No me interesa ver su cara, no quiero saber sus emociones, ni cuantas pestañas o pecas -si es que las tiene- pueblan su cara. Si sonríe, nunca lo supe porque no me fijé. Qué le hace bien, qué le hace mal, qué lleva puesto… nada de eso veo. Aunque haya luna llena, sea la noche más estrellada, el viento esté a favor y la copa desborde, no me importa en lo absoluto. ¿Por qué? Porque no importa si hay luna llena, no ilumina tanto como lo hizo una vez su sonrisa. Y aunque el cielo esté estrellado, no puedo recordar lo que se siente la inmensidad, cuando aprendí a verla en cielos nublados y de la mano de una de esas estrellas.

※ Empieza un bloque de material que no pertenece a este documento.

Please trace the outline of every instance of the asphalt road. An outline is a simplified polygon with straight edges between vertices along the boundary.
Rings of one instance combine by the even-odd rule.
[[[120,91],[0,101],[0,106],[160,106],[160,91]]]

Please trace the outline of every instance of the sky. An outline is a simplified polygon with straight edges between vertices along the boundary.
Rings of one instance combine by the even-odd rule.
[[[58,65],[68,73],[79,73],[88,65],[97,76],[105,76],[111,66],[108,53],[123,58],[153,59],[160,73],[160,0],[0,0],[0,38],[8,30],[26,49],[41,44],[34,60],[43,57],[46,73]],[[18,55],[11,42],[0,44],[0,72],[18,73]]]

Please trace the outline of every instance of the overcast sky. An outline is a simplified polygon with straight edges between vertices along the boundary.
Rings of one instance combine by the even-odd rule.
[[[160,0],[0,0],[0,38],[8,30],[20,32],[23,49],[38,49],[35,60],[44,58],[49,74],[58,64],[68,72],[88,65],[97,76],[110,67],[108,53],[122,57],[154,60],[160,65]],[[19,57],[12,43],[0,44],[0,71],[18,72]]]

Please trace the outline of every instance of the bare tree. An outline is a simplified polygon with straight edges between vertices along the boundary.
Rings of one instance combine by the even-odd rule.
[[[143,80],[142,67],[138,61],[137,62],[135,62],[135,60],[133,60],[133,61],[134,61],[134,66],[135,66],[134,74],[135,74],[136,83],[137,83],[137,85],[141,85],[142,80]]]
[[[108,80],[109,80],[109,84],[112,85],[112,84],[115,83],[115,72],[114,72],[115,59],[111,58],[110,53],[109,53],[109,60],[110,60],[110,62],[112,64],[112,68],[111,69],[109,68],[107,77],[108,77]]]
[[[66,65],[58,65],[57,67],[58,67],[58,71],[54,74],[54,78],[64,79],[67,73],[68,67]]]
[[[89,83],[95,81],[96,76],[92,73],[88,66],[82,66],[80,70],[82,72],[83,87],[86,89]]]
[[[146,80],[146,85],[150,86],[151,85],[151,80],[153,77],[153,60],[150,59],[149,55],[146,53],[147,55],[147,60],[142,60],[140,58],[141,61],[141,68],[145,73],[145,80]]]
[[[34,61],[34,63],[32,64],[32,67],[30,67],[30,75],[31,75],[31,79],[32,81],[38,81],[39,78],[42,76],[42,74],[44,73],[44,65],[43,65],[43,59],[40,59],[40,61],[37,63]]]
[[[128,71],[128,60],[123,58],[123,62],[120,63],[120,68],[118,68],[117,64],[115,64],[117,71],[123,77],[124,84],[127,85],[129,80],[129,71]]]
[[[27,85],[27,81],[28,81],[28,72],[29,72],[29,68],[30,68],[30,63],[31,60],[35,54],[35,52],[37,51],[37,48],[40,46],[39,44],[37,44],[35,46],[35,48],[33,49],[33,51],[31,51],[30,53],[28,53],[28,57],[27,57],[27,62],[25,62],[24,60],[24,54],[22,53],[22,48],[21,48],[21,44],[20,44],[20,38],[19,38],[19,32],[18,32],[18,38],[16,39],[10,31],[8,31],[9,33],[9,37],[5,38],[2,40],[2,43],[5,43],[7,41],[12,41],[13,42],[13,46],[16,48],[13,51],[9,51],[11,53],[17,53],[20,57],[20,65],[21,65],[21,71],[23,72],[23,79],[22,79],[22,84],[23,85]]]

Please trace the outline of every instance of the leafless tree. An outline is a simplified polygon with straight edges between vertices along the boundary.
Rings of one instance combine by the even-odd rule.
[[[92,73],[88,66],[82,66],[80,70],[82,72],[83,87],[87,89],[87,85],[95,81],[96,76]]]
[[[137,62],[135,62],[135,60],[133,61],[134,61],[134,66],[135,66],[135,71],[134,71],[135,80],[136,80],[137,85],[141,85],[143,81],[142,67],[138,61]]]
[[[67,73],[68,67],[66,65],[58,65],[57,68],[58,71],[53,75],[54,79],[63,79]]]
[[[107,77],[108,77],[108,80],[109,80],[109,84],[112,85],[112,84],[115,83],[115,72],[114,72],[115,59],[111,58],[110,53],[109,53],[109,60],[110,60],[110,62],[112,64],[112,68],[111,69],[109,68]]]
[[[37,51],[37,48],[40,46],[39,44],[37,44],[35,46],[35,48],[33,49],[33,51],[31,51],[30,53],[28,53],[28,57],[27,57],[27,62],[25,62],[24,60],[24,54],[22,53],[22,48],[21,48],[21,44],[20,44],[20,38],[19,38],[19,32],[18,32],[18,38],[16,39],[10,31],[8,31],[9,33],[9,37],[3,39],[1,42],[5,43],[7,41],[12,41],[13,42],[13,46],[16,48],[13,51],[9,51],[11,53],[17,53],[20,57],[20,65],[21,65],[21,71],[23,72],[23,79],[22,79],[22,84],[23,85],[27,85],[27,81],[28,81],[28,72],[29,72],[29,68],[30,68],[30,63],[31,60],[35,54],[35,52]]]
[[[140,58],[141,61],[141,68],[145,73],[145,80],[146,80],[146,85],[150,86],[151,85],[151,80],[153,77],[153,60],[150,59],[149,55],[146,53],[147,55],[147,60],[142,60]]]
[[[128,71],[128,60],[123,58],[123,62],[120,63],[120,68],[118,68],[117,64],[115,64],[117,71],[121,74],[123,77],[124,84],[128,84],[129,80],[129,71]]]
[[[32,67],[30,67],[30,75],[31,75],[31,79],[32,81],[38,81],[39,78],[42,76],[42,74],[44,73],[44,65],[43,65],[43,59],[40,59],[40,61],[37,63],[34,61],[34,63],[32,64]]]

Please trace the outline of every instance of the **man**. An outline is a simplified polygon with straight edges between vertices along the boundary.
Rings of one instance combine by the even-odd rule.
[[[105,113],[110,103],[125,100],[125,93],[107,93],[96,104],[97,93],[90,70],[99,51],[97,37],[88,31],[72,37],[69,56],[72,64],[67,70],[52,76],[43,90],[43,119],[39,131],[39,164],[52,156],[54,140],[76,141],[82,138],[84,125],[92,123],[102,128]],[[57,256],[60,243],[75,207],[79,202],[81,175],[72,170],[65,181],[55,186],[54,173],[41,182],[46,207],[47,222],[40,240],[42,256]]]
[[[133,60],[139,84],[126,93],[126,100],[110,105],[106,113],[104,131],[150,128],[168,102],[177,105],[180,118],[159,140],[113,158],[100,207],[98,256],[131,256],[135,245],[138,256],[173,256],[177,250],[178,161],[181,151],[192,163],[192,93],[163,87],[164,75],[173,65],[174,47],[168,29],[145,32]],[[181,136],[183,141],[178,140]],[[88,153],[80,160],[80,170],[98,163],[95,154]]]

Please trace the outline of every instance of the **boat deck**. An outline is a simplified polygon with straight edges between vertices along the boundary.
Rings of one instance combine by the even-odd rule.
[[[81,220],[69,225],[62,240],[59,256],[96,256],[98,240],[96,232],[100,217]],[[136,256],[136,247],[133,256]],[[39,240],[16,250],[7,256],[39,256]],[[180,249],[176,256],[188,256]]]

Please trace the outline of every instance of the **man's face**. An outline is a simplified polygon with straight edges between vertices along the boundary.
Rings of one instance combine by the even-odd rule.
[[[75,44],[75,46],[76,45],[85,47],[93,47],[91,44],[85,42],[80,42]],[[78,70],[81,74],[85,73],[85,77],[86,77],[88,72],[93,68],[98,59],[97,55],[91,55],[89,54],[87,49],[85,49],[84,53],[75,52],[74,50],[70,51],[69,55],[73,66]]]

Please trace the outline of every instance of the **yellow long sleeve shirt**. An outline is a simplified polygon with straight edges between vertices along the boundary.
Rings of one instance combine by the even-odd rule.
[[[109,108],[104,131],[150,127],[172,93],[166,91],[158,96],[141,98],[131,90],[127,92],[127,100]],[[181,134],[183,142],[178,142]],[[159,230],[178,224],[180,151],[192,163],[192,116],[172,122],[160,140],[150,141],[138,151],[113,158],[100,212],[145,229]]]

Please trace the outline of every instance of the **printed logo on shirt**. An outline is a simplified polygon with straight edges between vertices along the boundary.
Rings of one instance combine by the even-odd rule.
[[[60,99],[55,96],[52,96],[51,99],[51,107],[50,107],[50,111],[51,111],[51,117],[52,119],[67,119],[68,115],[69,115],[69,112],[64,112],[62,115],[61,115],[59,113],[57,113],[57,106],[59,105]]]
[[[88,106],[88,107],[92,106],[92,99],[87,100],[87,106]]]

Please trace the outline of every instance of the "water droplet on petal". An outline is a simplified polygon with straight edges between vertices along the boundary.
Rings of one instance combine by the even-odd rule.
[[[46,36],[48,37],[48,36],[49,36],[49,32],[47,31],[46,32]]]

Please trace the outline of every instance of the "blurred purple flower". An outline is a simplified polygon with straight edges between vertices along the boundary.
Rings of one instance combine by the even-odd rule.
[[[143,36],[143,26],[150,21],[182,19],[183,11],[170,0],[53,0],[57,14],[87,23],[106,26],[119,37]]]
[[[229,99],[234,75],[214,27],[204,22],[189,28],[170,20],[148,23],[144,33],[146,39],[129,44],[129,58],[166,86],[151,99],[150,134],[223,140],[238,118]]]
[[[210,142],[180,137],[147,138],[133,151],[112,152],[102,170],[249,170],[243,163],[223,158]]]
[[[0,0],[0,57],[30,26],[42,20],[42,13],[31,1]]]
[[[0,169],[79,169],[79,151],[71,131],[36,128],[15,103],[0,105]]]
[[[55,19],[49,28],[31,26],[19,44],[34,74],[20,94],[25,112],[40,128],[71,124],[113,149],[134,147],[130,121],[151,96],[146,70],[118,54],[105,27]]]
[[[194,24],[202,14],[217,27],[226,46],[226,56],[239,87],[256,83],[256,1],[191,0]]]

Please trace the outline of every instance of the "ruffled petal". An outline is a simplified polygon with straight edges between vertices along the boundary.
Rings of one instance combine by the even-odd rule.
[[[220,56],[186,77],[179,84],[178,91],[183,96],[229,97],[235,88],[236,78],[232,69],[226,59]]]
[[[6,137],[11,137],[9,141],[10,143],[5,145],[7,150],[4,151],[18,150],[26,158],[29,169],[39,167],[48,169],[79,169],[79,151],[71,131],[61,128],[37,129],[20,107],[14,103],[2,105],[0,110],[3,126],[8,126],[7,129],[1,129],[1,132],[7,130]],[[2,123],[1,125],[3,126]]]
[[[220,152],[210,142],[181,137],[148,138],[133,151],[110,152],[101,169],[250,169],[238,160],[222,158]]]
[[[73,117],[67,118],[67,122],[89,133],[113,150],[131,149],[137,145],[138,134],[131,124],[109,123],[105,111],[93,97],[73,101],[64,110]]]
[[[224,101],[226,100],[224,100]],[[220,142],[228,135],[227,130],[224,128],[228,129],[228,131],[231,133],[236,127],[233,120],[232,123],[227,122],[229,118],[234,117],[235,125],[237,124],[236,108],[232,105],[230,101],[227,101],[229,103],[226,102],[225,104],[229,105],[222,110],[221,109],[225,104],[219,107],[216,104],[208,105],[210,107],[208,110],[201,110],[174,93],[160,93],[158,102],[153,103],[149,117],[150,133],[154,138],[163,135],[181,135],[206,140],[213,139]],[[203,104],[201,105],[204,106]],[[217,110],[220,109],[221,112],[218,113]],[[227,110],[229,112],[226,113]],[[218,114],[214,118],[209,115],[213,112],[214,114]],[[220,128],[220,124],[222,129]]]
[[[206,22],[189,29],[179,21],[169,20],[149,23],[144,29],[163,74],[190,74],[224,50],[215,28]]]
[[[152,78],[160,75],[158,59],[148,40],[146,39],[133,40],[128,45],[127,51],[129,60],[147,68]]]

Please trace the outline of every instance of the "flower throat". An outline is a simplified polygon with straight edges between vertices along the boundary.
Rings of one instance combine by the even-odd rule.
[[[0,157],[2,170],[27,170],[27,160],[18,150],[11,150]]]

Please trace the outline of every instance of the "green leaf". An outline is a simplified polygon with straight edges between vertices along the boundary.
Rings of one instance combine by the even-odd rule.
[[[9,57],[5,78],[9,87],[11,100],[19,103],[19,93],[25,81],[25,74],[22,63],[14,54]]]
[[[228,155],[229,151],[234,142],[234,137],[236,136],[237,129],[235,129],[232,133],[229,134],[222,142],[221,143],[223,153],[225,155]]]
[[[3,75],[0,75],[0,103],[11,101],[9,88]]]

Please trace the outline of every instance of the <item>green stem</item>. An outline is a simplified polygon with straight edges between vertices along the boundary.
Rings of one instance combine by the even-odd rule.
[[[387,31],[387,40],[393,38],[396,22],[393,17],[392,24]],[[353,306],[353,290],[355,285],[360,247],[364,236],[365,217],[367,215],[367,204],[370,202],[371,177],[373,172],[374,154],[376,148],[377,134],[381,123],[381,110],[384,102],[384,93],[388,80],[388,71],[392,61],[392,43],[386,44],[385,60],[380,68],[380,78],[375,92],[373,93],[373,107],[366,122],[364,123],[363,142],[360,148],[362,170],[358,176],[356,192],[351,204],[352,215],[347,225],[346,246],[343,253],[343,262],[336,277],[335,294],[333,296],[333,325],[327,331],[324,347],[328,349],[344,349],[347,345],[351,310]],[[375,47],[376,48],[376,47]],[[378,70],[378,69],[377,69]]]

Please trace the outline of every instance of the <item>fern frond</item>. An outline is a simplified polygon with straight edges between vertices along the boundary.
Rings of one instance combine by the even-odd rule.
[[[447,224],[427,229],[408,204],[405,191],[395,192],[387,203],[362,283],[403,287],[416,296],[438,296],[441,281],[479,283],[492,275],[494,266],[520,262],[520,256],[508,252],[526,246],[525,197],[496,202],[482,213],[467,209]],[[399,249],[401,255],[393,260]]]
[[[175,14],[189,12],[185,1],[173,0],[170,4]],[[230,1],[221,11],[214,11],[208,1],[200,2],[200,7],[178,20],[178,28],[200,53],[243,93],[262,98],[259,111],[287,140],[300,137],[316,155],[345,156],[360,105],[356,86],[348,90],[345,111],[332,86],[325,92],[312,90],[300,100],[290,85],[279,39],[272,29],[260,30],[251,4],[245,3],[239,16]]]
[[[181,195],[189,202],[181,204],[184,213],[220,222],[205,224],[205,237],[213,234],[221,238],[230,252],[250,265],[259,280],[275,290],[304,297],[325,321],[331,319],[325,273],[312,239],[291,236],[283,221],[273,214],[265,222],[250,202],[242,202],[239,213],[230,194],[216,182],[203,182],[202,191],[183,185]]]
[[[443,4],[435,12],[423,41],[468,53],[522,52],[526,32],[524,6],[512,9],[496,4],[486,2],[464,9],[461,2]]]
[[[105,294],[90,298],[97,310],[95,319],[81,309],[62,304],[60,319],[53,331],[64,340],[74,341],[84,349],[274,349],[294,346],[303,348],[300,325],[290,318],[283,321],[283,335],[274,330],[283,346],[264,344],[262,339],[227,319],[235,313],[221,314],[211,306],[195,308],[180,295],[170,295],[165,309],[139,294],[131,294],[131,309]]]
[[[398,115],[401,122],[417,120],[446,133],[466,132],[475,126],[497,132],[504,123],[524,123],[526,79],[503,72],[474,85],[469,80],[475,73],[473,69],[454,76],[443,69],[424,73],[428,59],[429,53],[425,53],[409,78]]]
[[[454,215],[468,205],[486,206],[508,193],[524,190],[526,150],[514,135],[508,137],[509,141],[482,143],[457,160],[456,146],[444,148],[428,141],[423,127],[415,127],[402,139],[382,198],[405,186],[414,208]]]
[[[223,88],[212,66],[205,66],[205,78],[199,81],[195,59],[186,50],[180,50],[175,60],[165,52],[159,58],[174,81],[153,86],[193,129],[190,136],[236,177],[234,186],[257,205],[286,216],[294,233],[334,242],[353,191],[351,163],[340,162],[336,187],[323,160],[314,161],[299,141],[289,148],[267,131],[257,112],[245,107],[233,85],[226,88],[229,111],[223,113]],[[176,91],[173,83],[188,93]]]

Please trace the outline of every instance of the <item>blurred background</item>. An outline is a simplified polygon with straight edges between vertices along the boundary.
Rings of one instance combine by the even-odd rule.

El viento ya no hace bailar mis ojos al compás de la nieve. Cómo podría brindarla en voz alta, si las emociones no caben en palabras. Las mañanas se tornaron simples; la noche es larga, más larga sin ella. ¿La cama era así de grande? ahora las damas en ella no traen el sabor a poesía. Las sabanas me susurran su nombre por la noche. «Donde está» «Por qué la dejaste ir» . El apetito no encuentra lugar en la oscuridad; las agujas del reloj me marcan la hora de ayer. Se respira distinto desde que no está.